Une bataille culturelle

La géographe Julie Guthman invite, elle aussi, à se méfier de l’effet de loupe dont bénéficient ces pratiques contre-culturelles:

«Les produits bio, les jardins communautaires, les marchés paysans, l’agriculture soutenue par la communauté (équivalent des Amap françaises) et la justice alimentaire sont des sujets intéressants, mais ils représentent un infime pourcentage des modes de production et de distribution des aliments.»

«S’il est absurde d’idéaliser ces expériences ou d’en faire des panacées indépassables, il l’est tout autant de les caricaturer au nom d’une supposée utopie», remarque en écho François Jarrige. Car c’est une fois que les marges s’intègrent progressivement au système agroalimentaire dominant que les enjeux les plus cruciaux se révèlent. Le succès du bio et son introduction dans les rayons de la grande distribution étant l’énième preuve que ce qui est perçu comme un comportement élitiste est souvent voué à se massifier à quelques années d’intervalle.

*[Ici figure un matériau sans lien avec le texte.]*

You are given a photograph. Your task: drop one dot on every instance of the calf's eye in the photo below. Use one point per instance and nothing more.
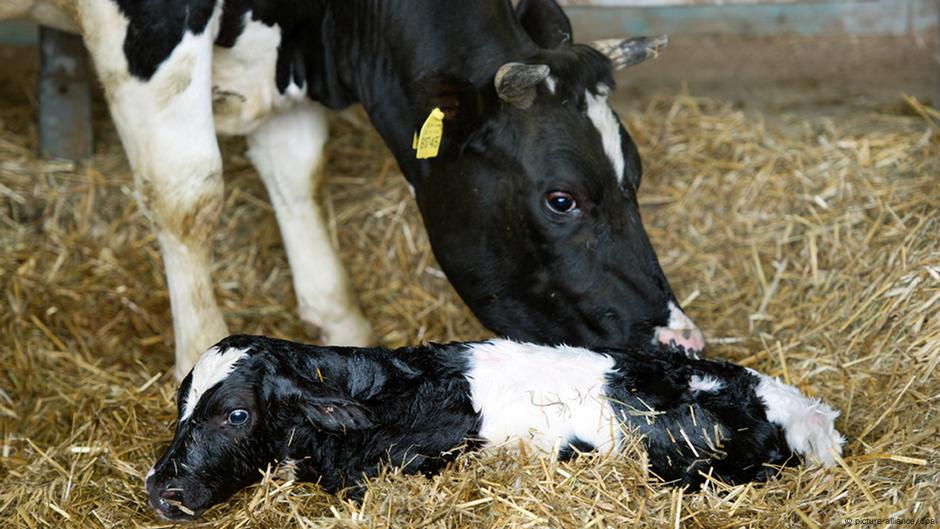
(238, 417)
(561, 202)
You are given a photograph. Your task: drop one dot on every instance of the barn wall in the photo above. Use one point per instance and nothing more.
(600, 18)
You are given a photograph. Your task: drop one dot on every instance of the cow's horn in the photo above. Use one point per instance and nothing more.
(624, 53)
(515, 82)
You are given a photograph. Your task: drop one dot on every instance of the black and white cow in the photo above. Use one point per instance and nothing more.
(530, 205)
(335, 415)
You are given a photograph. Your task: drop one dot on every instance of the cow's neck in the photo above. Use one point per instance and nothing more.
(382, 48)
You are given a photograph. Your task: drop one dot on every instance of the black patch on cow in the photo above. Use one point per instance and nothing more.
(659, 379)
(232, 22)
(545, 22)
(573, 448)
(156, 27)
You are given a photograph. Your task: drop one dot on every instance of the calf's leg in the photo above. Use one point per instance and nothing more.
(287, 150)
(165, 124)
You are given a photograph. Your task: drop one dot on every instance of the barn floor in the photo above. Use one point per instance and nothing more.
(805, 244)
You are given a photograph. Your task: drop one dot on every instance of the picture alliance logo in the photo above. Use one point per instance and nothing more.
(876, 522)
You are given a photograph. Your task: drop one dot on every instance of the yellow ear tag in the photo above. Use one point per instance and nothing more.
(429, 141)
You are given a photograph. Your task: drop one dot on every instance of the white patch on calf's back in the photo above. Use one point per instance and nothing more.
(607, 124)
(541, 394)
(213, 367)
(808, 424)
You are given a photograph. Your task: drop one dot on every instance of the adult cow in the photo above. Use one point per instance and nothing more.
(530, 203)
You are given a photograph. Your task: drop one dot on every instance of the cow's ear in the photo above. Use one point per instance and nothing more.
(545, 22)
(336, 414)
(459, 100)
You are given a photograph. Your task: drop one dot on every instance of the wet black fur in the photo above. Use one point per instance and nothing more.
(750, 446)
(342, 412)
(590, 278)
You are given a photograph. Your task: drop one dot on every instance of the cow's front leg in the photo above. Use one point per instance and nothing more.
(164, 118)
(287, 150)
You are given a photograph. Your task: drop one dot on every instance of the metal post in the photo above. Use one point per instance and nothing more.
(936, 60)
(64, 96)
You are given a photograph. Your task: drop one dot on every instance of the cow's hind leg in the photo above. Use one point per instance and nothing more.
(165, 123)
(287, 149)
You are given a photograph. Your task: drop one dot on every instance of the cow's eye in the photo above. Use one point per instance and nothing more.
(238, 417)
(561, 202)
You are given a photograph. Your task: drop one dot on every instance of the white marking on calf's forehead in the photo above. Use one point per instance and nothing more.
(550, 83)
(600, 113)
(541, 394)
(213, 367)
(705, 383)
(679, 320)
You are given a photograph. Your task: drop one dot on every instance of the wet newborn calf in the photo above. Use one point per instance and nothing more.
(337, 414)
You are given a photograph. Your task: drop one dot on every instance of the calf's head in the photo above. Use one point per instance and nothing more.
(531, 206)
(240, 410)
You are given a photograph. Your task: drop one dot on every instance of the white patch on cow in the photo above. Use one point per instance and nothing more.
(550, 83)
(244, 87)
(540, 394)
(808, 423)
(213, 367)
(600, 113)
(287, 149)
(166, 127)
(706, 383)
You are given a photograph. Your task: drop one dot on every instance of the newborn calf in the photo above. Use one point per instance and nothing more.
(337, 414)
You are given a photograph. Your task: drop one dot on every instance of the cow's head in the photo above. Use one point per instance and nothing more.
(531, 205)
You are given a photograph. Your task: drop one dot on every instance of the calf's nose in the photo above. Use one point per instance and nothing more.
(680, 331)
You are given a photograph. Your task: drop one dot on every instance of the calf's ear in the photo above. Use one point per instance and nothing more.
(545, 22)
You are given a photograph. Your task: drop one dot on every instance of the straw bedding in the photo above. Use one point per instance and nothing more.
(809, 250)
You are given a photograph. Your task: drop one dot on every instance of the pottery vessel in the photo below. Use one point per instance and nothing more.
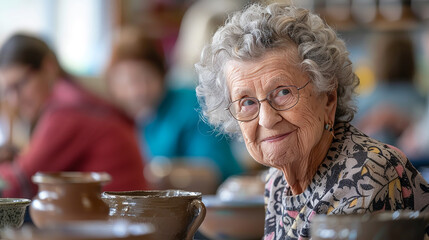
(241, 219)
(12, 212)
(68, 196)
(83, 230)
(175, 214)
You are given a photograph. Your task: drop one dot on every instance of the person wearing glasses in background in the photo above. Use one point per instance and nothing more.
(72, 130)
(280, 78)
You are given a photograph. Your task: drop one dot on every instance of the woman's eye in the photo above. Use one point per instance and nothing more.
(283, 92)
(247, 102)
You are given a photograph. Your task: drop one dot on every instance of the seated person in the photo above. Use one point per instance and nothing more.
(168, 120)
(72, 130)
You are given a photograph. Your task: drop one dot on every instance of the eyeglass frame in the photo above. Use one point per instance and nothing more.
(266, 99)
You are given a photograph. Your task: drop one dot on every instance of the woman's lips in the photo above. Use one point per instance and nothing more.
(276, 138)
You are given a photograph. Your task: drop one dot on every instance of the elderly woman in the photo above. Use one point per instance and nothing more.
(281, 79)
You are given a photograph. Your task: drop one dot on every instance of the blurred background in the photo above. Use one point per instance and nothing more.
(388, 42)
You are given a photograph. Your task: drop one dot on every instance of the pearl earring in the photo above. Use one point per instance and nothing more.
(327, 126)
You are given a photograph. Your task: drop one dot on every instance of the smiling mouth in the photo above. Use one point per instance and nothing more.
(276, 138)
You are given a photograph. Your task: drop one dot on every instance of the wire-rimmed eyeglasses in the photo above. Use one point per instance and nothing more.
(281, 99)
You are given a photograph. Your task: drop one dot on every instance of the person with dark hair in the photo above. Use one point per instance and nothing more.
(395, 102)
(169, 124)
(72, 130)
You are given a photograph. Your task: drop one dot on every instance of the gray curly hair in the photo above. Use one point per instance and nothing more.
(252, 32)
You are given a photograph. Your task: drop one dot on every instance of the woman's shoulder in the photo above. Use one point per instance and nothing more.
(379, 173)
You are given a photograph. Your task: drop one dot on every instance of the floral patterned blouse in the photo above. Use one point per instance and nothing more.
(358, 175)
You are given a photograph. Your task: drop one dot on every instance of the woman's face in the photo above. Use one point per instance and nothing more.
(25, 90)
(278, 138)
(137, 87)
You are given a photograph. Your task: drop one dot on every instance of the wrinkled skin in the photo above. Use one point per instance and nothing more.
(294, 140)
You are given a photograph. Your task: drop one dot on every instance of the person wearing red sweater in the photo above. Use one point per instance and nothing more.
(72, 129)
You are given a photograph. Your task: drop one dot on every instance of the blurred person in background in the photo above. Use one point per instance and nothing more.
(72, 130)
(168, 120)
(395, 103)
(415, 140)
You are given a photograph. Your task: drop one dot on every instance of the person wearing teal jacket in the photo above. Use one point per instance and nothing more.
(169, 123)
(176, 130)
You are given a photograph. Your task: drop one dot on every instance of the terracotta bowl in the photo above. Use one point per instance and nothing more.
(12, 211)
(84, 230)
(241, 220)
(398, 225)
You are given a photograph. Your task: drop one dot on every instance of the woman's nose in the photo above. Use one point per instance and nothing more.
(268, 116)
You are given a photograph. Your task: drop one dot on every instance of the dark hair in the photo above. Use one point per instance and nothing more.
(134, 44)
(22, 49)
(394, 58)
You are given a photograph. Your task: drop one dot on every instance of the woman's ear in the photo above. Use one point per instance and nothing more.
(331, 106)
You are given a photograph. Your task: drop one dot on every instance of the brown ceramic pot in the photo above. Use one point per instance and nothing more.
(68, 196)
(175, 214)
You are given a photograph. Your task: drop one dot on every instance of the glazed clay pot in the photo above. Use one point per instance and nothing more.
(175, 214)
(68, 196)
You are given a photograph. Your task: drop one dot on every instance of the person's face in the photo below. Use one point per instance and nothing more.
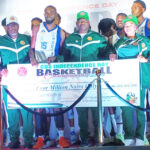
(130, 28)
(137, 9)
(12, 30)
(57, 20)
(83, 25)
(119, 20)
(50, 15)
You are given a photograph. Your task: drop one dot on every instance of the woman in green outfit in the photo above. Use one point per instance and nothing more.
(133, 45)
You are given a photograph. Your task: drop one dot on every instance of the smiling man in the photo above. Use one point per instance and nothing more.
(138, 8)
(14, 49)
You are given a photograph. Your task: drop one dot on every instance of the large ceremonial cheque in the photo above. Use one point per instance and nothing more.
(64, 83)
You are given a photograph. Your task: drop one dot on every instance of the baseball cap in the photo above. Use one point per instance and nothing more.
(130, 18)
(141, 2)
(82, 14)
(11, 19)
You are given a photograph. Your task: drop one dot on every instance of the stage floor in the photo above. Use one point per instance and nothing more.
(95, 148)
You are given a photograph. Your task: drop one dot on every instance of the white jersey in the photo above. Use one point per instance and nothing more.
(47, 43)
(143, 28)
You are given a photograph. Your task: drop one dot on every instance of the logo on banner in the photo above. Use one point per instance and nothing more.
(22, 71)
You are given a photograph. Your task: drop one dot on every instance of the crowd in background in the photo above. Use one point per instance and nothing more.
(125, 37)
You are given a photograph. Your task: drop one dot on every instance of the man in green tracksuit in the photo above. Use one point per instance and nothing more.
(85, 45)
(14, 48)
(134, 46)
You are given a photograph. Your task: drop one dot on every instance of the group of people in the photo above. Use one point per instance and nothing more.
(125, 38)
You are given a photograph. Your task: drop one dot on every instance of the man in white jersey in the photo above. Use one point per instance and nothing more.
(138, 8)
(46, 42)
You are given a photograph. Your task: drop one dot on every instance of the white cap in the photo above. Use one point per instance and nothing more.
(11, 19)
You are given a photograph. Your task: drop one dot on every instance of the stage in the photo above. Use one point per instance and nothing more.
(95, 148)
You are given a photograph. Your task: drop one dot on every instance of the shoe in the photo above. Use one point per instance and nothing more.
(91, 141)
(129, 142)
(85, 143)
(49, 143)
(120, 137)
(73, 138)
(63, 142)
(14, 145)
(146, 142)
(39, 143)
(139, 142)
(28, 146)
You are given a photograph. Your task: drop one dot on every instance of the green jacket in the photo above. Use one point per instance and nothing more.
(91, 47)
(144, 49)
(14, 52)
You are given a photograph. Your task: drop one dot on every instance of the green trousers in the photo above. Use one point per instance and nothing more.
(83, 121)
(13, 121)
(128, 123)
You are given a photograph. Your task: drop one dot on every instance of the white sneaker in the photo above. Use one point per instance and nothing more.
(129, 142)
(139, 142)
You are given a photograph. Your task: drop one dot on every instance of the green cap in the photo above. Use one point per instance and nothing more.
(130, 18)
(82, 14)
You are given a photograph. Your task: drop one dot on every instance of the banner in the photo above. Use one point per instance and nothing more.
(63, 83)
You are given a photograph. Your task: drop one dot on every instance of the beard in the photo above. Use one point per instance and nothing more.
(50, 21)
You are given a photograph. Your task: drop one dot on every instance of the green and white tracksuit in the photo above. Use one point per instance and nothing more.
(16, 52)
(130, 48)
(78, 48)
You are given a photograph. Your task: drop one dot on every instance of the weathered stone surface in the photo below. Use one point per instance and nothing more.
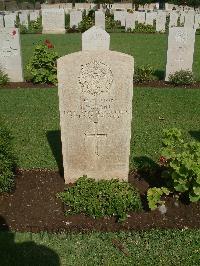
(75, 18)
(53, 21)
(173, 19)
(10, 54)
(9, 20)
(120, 16)
(160, 21)
(23, 18)
(95, 101)
(130, 21)
(95, 39)
(180, 50)
(100, 19)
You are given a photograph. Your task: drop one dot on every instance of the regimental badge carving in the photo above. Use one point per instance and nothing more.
(95, 78)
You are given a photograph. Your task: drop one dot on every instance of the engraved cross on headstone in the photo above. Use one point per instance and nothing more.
(96, 135)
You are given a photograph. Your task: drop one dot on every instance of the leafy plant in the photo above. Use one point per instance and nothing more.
(143, 74)
(182, 77)
(4, 79)
(42, 64)
(182, 164)
(101, 198)
(154, 196)
(7, 161)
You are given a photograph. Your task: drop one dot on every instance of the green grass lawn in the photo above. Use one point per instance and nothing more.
(156, 247)
(145, 48)
(33, 117)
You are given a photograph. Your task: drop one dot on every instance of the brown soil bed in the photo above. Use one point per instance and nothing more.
(152, 84)
(33, 207)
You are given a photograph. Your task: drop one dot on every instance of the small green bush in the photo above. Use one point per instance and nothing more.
(42, 65)
(182, 77)
(4, 79)
(101, 198)
(143, 74)
(154, 196)
(181, 164)
(7, 161)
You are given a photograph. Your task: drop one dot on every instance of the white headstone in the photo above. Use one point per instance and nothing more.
(173, 19)
(95, 102)
(150, 17)
(53, 21)
(160, 21)
(180, 50)
(120, 16)
(95, 39)
(140, 17)
(130, 21)
(10, 54)
(23, 18)
(9, 20)
(75, 18)
(100, 19)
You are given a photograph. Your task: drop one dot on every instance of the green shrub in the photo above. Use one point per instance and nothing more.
(4, 79)
(35, 26)
(7, 161)
(182, 77)
(142, 28)
(181, 164)
(154, 196)
(101, 198)
(42, 65)
(143, 74)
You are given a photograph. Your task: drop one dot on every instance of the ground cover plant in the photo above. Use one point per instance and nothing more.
(147, 49)
(154, 247)
(101, 198)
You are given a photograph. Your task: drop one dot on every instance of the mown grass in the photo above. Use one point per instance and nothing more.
(145, 48)
(155, 247)
(33, 117)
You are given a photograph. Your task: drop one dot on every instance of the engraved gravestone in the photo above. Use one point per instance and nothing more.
(95, 102)
(130, 21)
(180, 50)
(9, 20)
(160, 21)
(100, 19)
(75, 18)
(53, 21)
(23, 18)
(10, 54)
(95, 39)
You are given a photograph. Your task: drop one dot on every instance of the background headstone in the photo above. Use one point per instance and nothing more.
(180, 50)
(100, 19)
(95, 39)
(9, 20)
(75, 18)
(95, 101)
(53, 21)
(10, 54)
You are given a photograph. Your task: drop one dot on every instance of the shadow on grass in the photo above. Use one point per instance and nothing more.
(195, 135)
(54, 139)
(25, 253)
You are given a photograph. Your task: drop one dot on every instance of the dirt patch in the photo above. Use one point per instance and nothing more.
(33, 207)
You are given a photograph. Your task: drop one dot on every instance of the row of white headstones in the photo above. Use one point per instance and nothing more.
(180, 52)
(95, 89)
(53, 20)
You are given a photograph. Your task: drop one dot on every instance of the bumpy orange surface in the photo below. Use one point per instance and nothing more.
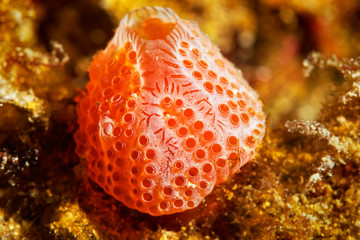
(165, 118)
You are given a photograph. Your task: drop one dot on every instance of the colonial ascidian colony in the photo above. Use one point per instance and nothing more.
(165, 117)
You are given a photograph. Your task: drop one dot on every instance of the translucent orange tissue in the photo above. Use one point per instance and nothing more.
(165, 117)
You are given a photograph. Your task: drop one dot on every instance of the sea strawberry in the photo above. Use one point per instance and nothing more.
(166, 117)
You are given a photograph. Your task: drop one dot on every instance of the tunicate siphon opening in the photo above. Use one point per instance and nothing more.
(152, 23)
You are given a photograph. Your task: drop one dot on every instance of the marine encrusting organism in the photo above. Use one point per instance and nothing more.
(166, 117)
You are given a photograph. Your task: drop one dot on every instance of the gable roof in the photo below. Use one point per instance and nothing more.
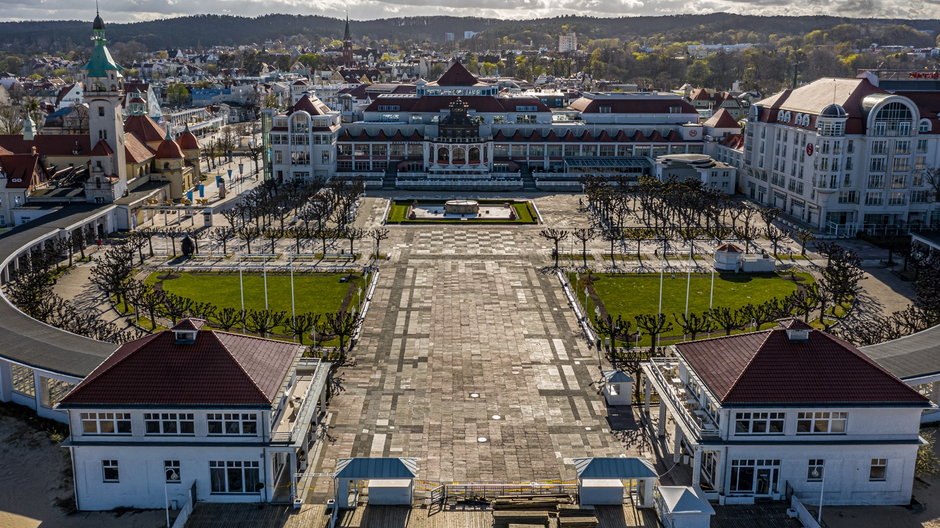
(456, 75)
(21, 170)
(722, 119)
(312, 106)
(145, 128)
(766, 367)
(134, 150)
(219, 368)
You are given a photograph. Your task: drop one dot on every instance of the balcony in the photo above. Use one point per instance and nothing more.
(682, 399)
(302, 404)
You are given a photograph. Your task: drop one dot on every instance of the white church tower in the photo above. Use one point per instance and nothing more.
(104, 89)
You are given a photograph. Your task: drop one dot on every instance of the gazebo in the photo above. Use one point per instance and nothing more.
(390, 481)
(602, 481)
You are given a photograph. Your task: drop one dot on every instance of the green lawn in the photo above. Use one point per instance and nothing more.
(313, 292)
(629, 295)
(525, 213)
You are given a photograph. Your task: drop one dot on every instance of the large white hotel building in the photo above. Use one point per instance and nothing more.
(847, 155)
(460, 132)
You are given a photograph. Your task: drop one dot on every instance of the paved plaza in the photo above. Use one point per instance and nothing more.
(470, 361)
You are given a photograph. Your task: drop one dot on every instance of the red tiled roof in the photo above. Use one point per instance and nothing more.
(308, 105)
(456, 75)
(102, 149)
(722, 119)
(187, 140)
(22, 170)
(436, 103)
(632, 105)
(815, 96)
(145, 128)
(728, 248)
(168, 149)
(134, 150)
(766, 368)
(219, 368)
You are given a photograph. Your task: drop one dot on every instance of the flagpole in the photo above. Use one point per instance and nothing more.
(241, 289)
(688, 284)
(711, 296)
(660, 292)
(292, 308)
(264, 275)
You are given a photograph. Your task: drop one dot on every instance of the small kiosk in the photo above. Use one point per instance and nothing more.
(388, 481)
(618, 387)
(683, 507)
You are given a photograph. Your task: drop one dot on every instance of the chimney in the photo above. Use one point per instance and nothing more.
(186, 330)
(797, 330)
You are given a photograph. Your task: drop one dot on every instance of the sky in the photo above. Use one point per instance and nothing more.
(137, 10)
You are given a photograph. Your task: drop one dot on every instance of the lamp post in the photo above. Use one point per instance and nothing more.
(821, 475)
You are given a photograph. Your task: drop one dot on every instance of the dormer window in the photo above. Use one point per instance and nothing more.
(798, 335)
(185, 337)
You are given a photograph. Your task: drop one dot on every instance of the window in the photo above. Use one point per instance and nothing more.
(169, 423)
(234, 476)
(821, 422)
(23, 381)
(171, 468)
(109, 471)
(233, 424)
(814, 470)
(759, 423)
(106, 423)
(879, 470)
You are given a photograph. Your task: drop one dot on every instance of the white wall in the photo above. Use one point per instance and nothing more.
(846, 471)
(142, 475)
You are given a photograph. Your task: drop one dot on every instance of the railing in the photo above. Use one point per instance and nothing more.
(308, 406)
(656, 367)
(493, 490)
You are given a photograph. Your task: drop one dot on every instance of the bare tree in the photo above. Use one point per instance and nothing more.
(378, 235)
(654, 325)
(584, 235)
(693, 324)
(352, 234)
(726, 318)
(263, 322)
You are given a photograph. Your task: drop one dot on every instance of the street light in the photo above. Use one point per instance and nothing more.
(818, 473)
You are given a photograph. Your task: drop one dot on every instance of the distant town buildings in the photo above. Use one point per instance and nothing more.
(567, 43)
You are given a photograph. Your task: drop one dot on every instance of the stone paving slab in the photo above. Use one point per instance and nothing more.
(459, 349)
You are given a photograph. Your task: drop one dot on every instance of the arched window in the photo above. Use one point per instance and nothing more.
(894, 119)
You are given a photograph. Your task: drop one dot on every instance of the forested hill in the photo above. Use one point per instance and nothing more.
(208, 30)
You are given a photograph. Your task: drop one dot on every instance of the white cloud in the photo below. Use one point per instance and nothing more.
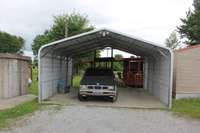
(152, 20)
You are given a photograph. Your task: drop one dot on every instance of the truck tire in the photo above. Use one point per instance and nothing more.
(81, 98)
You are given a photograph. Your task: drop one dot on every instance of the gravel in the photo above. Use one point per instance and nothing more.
(84, 119)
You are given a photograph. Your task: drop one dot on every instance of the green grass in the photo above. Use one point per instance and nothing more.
(187, 107)
(33, 89)
(76, 81)
(8, 115)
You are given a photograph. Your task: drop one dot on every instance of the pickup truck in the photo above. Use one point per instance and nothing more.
(98, 82)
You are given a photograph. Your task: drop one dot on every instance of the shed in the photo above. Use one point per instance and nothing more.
(56, 61)
(15, 71)
(187, 72)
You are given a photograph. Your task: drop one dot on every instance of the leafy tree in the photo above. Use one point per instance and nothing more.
(190, 27)
(172, 41)
(72, 24)
(10, 43)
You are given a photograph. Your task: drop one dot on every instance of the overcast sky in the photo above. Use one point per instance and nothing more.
(151, 20)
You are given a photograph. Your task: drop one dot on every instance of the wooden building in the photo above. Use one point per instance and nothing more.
(15, 70)
(187, 72)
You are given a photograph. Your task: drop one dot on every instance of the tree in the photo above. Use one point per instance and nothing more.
(190, 27)
(72, 24)
(172, 42)
(10, 43)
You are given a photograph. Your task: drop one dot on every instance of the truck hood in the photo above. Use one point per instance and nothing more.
(101, 80)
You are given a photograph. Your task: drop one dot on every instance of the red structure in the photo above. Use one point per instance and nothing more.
(133, 72)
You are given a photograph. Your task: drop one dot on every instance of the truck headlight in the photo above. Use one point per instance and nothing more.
(111, 88)
(83, 87)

Sans parler de l’aspect culturel: même très minoritaires, les vegans sont depuis quelques années en France au centre de l’attention médiatique et cristallisent tous les débats sur l’alimentation. Ce paradoxe est au coeur de l’analyse développée dans Manger autrement: alors même que les tenants d’un système alternatif gagnent l’une après l’autre toutes les batailles culturelles: le développement durable, le bio, le vegan, etc., le marché et la société s’emparent de chacune de ces réflexions et pratiques critiques, pour en faire une version domestiquée apte à séduire un public plus massif mais moins radical dans son engagement. C'est tout le paradoxe des causes alimentaires: de plus en plus imprégnée de discours alternatif, la société renoncerait dans le même temps à entrer en réelle dissidence alimentaire, selon l’historien Stéphane Gacon:

«Si l’écologie est sur toutes les lèvres, en particulier pour l’alimentation, la société ne devient pourtant pas véritablement “durable”. L’imprégnation reste superficielle et le plus grand nombre refuse de franchir le seuil de remise en cause de la société de consommation qui seul permettrait de garantir un avenir serein à la planète. Entre l’écologie militante et la société imprégnée, il y a plus qu’une différence de degré, il y a une différence de nature.» [...]

Deux visions du monde s'affrontent: l'environnementalisme (le «vert clair») et l'écologisme (ou «vert foncé»): «Dans le premier cas, on pense qu’on peut faire confiance à l’inventivité de l’homme pour régler la crise environnementale; dans l’autre, on ne s’en sortira que par une rupture radicale.»